Microsoft in 2007 spent around $1.9bn R&D on Artificial Intelligence, which represents 25% of their total R&D spend.

Having lost to Google in the Web 2.0 Ad War, Microsoft is focused on winning Web 4.0 ‘AI Complementing Humans’ and Web 5.0 ‘AI Supplanting Humans’. They have a formidable Web 3.0 Cloud Computing Infrastructure, but lack 21st Century Applications. They cannot afford to cannibalise their core revenue stream from software licences and therefore need to find new Cloud Apps.

Microsoft is likely to spend US$30bn to $US$40bn on AI R&D during 2009 – 2018. Plus they will acquire niche AI players during this period for another $10bn to $20bn with an expectation of paying premium prices for AI innovation from 3rd parties as other Cloud Players muscle into AI.

No wonder Microsoft pulled away from the Yahoo deal. The Microsoft Cloud strategy is clear – its AI, AI, AI!

AI 1: AI resurgence will lead to US$600bn+ R&D spend over the next 10 years


2008 will be seen as the resurgence of sustainable AI after two major AI Winters since 1956. Refer to blog references AI.10.

AI has been given the credibility by web futurists, such as Nick Carr, because they have define the roadmap after Web 3.0 ‘Cloud Computing’ as being Web 4.0 ‘AI Complementing Humans’ and Web 5.0 ‘AI Supplanting Humans’.

The robotic market with embedded Artificial Intelligence is already calculated to be worth US$182bn by 2018. TAITRA President Chao Yuen-Chuan stated in 2007 "Robots will be closely integrated with different kinds of artificial intelligence in the near future," and the Taiwan Industrial Development Bureau under the Ministry of Economic Affairs predicts that the Taiwan aims to have 6% of this market. Refer to blog references AI.4/6/7 to see emergent consumer robots.

This US$182bn robotic and AI market has been calculated without considering the impact of Web 3.0, 4.0 and 5.0.

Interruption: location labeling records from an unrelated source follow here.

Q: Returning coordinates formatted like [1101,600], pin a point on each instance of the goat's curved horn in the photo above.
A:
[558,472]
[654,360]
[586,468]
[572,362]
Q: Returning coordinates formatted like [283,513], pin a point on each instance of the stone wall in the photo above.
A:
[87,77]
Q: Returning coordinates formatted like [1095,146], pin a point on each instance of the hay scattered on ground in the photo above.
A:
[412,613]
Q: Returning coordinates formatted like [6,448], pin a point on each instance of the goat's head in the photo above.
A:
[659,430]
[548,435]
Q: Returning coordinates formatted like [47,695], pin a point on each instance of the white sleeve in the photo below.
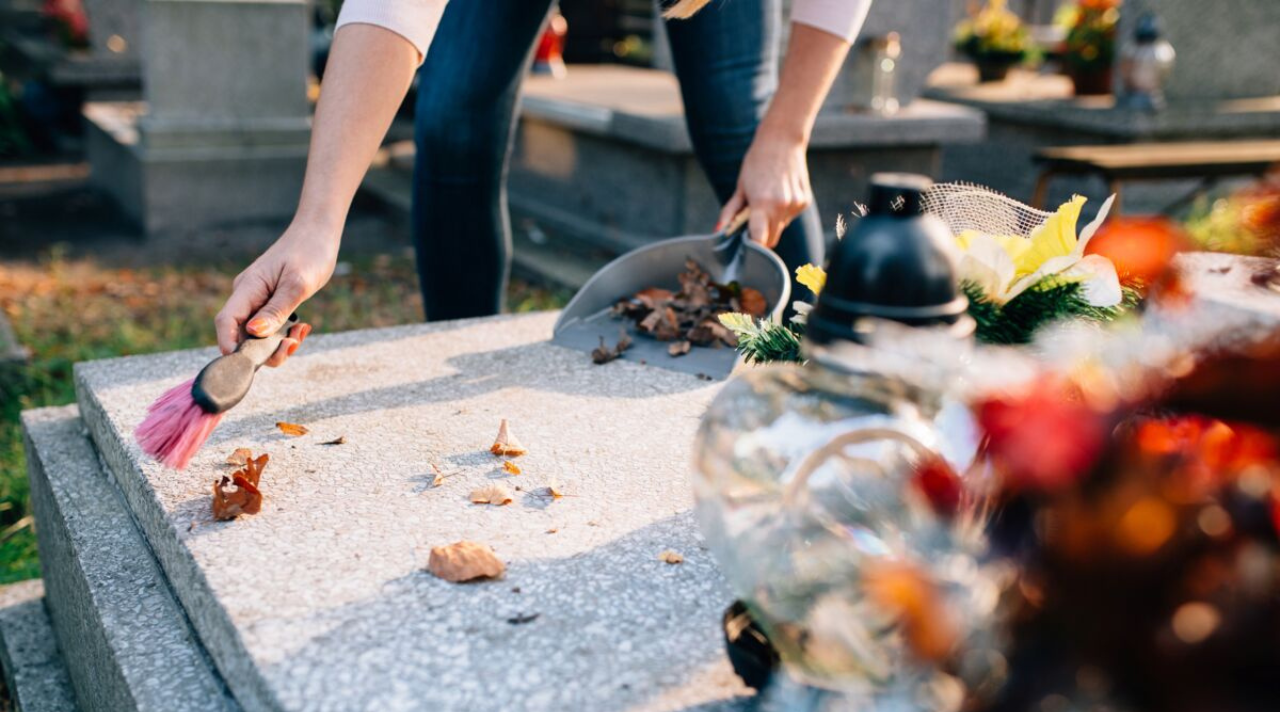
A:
[842,18]
[414,19]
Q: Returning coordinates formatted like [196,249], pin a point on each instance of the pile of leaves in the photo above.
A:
[1146,538]
[690,316]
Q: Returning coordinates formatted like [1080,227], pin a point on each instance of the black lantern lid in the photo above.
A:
[895,264]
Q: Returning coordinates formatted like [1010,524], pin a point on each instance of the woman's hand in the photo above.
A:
[775,183]
[270,290]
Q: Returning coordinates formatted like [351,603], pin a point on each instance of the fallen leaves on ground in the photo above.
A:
[494,494]
[292,429]
[689,316]
[603,354]
[238,494]
[671,557]
[506,445]
[465,561]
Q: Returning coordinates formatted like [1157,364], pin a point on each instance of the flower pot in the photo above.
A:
[990,71]
[1091,82]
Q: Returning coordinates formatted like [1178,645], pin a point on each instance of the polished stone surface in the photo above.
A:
[35,676]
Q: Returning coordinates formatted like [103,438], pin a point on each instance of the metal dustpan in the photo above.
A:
[727,256]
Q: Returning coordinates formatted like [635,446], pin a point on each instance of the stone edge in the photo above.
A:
[33,671]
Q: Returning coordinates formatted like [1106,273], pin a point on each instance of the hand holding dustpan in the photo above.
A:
[726,255]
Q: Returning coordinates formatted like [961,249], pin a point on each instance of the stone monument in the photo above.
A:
[222,136]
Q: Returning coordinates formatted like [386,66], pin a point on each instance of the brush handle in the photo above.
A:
[227,379]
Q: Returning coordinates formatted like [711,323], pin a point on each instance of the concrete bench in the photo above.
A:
[1206,160]
[321,601]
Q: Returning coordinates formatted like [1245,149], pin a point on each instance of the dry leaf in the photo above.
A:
[507,445]
[671,557]
[292,429]
[603,354]
[753,302]
[465,561]
[494,494]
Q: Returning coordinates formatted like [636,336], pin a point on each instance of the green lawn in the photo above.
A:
[74,310]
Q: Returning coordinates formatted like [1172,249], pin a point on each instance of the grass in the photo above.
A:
[76,310]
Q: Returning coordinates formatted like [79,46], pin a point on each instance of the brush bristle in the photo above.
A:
[176,428]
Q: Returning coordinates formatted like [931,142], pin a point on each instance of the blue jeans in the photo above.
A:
[726,60]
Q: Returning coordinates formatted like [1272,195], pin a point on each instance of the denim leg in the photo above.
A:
[726,58]
[466,108]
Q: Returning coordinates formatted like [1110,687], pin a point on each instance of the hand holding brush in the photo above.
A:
[179,421]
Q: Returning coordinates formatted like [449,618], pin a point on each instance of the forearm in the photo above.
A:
[812,63]
[366,77]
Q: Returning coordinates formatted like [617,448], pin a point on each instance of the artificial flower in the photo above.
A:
[1004,267]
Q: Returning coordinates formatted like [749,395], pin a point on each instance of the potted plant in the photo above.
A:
[1089,49]
[995,39]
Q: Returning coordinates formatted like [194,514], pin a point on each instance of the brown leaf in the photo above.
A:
[506,445]
[465,561]
[753,302]
[292,429]
[493,494]
[236,496]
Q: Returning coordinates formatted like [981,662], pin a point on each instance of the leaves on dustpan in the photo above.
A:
[292,429]
[493,494]
[238,494]
[465,561]
[671,557]
[506,445]
[689,316]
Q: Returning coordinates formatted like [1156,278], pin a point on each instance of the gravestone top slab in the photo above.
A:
[323,602]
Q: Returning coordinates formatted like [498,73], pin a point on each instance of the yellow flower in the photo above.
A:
[812,277]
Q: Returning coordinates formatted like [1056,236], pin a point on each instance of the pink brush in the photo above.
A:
[179,421]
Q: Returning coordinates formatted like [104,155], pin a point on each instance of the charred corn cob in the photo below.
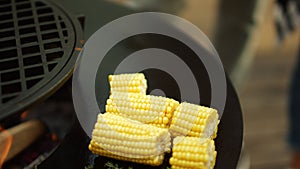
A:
[125,139]
[135,83]
[193,153]
[155,110]
[194,120]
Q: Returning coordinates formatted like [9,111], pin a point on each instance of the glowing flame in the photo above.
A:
[5,144]
[54,137]
[24,115]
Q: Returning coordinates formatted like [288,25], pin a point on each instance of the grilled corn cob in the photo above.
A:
[135,83]
[194,120]
[193,153]
[154,110]
[125,139]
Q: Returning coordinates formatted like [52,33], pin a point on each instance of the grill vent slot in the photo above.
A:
[33,41]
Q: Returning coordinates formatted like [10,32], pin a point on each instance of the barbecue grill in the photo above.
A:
[41,44]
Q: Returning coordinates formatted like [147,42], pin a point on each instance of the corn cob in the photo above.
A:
[154,110]
[194,120]
[193,153]
[135,83]
[125,139]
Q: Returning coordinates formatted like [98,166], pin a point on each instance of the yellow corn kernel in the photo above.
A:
[134,82]
[125,139]
[154,110]
[194,120]
[193,153]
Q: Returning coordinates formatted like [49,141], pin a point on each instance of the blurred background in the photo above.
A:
[258,63]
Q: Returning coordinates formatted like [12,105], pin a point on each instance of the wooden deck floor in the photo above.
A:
[264,97]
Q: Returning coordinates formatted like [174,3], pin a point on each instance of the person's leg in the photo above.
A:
[294,116]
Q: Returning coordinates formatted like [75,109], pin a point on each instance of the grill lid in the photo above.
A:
[37,51]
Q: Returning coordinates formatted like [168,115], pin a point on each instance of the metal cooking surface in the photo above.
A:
[37,41]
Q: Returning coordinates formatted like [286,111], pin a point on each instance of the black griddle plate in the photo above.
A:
[73,152]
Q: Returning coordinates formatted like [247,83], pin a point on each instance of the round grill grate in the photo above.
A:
[37,42]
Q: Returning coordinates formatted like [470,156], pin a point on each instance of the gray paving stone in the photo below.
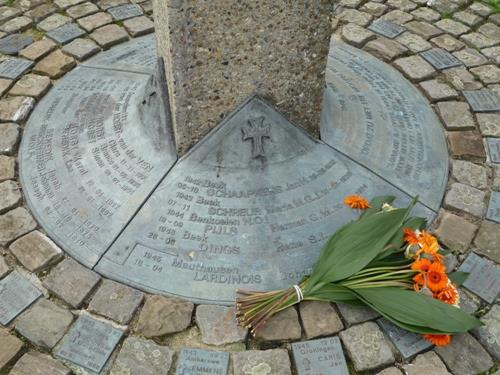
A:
[7,168]
[218,325]
[9,136]
[14,224]
[38,49]
[415,68]
[162,315]
[108,36]
[428,363]
[465,198]
[10,195]
[274,361]
[116,301]
[319,319]
[465,346]
[282,326]
[11,347]
[44,324]
[140,356]
[367,347]
[54,65]
[31,85]
[488,240]
[16,108]
[385,49]
[470,174]
[34,363]
[354,314]
[35,251]
[436,90]
[71,282]
[456,115]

Consumer robotics will naturally converge with the Cloud and thus radically change the software economics for robots and indeed this is likely to lead to increasing the market size way beyond the US$182bn.


Turning towards Web 4.0 and Web 5.0, Microsoft could well spend US$60bn AI R&D in a 10 year period to 2018 (refer to blog reference AI.2/8).


With AI rapidly moving towards its natural habitat of mobile phones (refer to blog reference AI.3/9) and voice systems for digital conversations it will be surprising that Microsoft has no more than 10% of the AI R&D market including for robotics AI.


This means the AI R&D over the next 10 years is likely to be in excess of US$600bn as AI becomes pervasive dictating all digital interactions and transactions.